Mardi 7 janvier 2020

 

       Je n’ouvris presque pas la bouche à la table du petit déjeuner : j’étais beaucoup trop angoissée à l’idée de retourner à l’école et de subir les moqueries des autres.

       Nous déjeunions donc tous les sept, et seule Manoé faisait la conversation à nos parents qui faisaient semblant de l’écouter.

Alors qu’Assa me tendait une autre tartine de beurre et de confiture, ma petite sœur se tut et me fixa.

-    Qu’est-ce qu’il y a ? lui demandai-je.

-    Tu reprends une tartine ? T’es sérieuse ? Tu n’es pas assez grosse comme ça ?

Le silence qui s’en suivit fut mortel. Je jetai immédiatement un regard paniqué à mes parents (elle n’avait quand même pas osé dire ça ?!) qui avaient tous deux fermés les yeux, de dépit. Puis, papa ordonna à Manoé :

-    Monte dans ta chambre.

-    Qu’est-ce que j’ai fait encore ?! s’emporta l’adolescente.

-    Monte, j’ai dit ! répéta papa en haussant le ton.

-    Mais je n’ai rien fait, là !! se défendit la benjamine de la fratrie.

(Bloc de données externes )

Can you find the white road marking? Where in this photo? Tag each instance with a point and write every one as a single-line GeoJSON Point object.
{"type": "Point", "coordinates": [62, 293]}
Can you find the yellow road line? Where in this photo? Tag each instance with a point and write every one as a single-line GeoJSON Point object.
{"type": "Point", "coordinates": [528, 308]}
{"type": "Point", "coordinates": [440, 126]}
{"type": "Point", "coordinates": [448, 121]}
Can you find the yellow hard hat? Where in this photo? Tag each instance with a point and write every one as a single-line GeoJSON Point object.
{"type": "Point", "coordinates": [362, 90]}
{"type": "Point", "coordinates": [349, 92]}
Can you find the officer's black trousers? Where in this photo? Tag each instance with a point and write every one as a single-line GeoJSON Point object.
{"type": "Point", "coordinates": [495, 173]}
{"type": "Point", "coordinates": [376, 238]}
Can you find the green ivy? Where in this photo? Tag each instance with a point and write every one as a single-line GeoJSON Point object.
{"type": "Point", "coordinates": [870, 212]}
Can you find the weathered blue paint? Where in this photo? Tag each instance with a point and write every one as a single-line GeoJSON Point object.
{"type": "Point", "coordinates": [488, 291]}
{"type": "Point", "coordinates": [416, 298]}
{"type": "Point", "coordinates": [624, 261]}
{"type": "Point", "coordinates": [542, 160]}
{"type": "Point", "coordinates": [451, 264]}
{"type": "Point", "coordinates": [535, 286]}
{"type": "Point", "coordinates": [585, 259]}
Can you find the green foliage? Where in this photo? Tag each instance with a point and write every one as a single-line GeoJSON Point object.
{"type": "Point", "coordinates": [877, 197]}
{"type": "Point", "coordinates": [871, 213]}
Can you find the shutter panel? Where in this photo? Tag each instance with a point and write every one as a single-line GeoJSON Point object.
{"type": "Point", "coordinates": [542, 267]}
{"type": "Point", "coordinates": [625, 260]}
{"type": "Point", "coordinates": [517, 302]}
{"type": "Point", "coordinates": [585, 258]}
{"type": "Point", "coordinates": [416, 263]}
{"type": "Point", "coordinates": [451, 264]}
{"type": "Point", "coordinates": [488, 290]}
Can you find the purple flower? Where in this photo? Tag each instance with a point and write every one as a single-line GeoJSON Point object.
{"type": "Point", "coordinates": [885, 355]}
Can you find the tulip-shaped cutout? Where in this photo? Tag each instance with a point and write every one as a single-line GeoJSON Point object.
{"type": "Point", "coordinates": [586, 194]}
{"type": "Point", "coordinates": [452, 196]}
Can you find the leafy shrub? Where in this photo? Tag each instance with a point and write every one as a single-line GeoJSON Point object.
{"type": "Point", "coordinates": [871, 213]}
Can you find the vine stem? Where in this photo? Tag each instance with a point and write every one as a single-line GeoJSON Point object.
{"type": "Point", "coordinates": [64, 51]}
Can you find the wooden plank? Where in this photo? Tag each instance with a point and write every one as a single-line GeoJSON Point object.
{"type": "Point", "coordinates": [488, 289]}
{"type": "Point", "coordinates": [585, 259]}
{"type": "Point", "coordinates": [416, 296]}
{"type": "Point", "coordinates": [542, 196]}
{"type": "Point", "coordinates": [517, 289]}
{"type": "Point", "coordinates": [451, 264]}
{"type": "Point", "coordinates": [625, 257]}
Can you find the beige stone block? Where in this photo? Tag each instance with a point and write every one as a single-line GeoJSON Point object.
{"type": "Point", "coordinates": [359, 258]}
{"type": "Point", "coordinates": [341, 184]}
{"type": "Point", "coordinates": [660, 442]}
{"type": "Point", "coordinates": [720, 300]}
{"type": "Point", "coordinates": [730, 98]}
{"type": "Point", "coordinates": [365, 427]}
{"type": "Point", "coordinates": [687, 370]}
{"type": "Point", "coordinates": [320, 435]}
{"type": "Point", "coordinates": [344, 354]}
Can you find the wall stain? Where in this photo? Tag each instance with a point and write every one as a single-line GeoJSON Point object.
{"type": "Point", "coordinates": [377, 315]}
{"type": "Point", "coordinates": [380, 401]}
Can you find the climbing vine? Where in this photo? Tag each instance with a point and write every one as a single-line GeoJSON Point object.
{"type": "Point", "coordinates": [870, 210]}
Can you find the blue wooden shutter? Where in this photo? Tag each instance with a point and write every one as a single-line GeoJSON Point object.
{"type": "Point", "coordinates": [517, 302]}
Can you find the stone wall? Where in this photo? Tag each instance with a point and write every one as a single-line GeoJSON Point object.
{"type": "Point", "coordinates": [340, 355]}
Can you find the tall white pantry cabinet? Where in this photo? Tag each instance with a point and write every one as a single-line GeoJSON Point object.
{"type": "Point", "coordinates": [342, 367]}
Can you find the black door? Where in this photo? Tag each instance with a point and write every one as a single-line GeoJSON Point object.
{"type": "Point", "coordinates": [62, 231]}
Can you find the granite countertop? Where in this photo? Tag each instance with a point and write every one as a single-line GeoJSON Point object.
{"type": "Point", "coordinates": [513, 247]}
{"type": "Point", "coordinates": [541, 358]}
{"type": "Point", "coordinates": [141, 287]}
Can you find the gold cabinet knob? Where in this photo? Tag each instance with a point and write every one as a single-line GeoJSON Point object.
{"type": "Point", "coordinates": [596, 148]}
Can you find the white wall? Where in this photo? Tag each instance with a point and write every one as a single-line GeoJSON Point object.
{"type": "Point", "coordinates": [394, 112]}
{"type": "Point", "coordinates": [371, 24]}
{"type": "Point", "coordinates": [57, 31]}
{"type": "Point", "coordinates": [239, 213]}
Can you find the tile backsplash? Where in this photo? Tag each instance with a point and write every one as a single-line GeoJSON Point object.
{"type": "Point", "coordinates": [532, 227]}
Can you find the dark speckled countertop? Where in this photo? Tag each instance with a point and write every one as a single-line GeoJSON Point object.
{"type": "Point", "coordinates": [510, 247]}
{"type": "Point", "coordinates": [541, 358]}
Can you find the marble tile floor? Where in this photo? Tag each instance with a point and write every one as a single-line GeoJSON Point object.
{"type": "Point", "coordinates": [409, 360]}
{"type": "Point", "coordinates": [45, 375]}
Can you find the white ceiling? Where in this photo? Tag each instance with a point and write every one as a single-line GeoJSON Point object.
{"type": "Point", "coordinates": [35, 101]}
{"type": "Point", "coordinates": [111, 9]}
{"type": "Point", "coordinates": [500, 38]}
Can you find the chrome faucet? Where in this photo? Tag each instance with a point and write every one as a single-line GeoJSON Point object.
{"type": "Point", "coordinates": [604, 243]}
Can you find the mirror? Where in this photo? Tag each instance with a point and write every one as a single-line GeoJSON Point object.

Papa se leva, la sortit de table et la monta dans sa chambre à l’aide de bonnes claques aux fesses ; pendant que j’étais toujours figée, à table, regardant la tartine que je tenais dans la main.

-    Marie, mange un morceau, me dit doucement ma mère. Je t’en prie.

-    Je… je n’ai plus faim, répondis-je à mi-voix.

Tout à coup, Scarlett s’énerva : elle attrapa une des chaises du bar et l’envoya valser sur le sol en s’écriant :

-    Putain de merde !

-    Maman ? intervint Louise, apeurée.

-    Mais qu’est-ce qu’on a fait à Dieu pour qu’Il nous foute une gamine pareille ?!  poursuivit Scarlett en ignorant ma sœur. Bordel !! On n’a pas demandé à avoir d’autres enfants, et il faut qu’ils nous collent une petite merdeuse qui passe son temps à foutre en l’air tout ce qu’on a construit !! Mais qu’est-ce qu’on a bien pu faire pour mériter ça ?!

-    Maman, ça va aller… lui dit Ana.

-    Bien sûr que ça va aller, lui rétorqua Scarlett. On va la foutre en pension à l’autre bout du pays et ce sera réglé ! Je remercie vraiment le Ciel que Mayeul soit adorable parce que je crois que j’aurais déjà fait un meurtre ! Ça fait à peine trente-six heures qu’elle est là et elle est déjà en train de tout foutre en l’air !! Merde, à la fin !!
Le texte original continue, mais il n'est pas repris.